Local topology of a deformation of a function-germ with a one-dimensional critical set

TL;DR

This paper investigates the local topology of deformations of functions with one-dimensional critical sets using the Brasselet number, providing new insights and a novel proof of the Lê-Iomdin formula.

Contribution

It introduces a method to analyze deformations of functions with non-isolated singularities using the Brasselet number, including a new proof of the Lê-Iomdin formula.

Findings

The Brasselet number effectively captures topological changes in deformations.

Deformations of functions with one-dimensional critical sets can be studied via the Brasselet number.

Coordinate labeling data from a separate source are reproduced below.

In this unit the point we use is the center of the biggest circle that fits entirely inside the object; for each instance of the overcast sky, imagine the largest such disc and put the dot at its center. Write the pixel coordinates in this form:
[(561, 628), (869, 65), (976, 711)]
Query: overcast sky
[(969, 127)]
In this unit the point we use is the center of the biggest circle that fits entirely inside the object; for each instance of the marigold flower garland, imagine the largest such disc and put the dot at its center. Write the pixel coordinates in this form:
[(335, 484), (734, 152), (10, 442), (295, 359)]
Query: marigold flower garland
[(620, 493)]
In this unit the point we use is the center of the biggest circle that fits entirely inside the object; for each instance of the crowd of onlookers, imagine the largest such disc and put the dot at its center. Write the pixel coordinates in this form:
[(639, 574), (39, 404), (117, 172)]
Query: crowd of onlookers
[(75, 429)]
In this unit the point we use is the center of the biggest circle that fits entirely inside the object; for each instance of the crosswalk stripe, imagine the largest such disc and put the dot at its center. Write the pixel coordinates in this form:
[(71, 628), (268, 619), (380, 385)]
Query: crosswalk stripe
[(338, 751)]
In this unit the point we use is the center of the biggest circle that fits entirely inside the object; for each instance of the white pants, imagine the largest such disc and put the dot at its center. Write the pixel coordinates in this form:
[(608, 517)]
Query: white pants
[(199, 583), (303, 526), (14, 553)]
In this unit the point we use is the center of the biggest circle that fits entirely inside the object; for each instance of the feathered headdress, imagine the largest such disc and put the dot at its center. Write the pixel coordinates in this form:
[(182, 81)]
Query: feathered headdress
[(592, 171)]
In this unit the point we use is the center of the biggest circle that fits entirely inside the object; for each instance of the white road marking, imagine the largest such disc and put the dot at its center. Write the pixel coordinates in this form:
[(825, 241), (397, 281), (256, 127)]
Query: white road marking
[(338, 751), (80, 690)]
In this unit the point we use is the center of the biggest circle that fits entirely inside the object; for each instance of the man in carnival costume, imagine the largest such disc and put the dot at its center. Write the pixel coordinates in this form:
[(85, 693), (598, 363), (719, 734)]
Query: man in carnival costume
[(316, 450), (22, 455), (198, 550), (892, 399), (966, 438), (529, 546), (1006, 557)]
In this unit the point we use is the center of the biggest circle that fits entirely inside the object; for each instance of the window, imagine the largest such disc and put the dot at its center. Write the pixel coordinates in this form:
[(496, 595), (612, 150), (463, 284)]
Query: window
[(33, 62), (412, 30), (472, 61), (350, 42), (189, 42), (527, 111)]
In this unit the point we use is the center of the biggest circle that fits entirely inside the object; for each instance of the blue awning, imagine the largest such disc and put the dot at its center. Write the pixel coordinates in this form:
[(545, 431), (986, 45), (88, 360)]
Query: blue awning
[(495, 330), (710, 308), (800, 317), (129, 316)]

A new proof of the Lê-Iomdin formula is established.

Abstract

The Brasselet number of a function $f$ with nonisolated singularities describes numerically the topological information of its generalized Milnor fibre. In this work, we consider two function-germs $f,g:(X,0)\rightarrow(\mathbb{C},0)$ such that $f$ has isolated singularity at the origin and $g$ has a stratified one-dimensional critical set. We use the Brasselet number to study the local topology a deformation $\tilde{g}$ of $g$ defined by $\tilde{g}=g+f^N,$ where $N\gg1$ and $N\in\mathbb{N}$. As an application of this study, we present a new proof of the L\^e-Iomdin formula for the Brasselet number.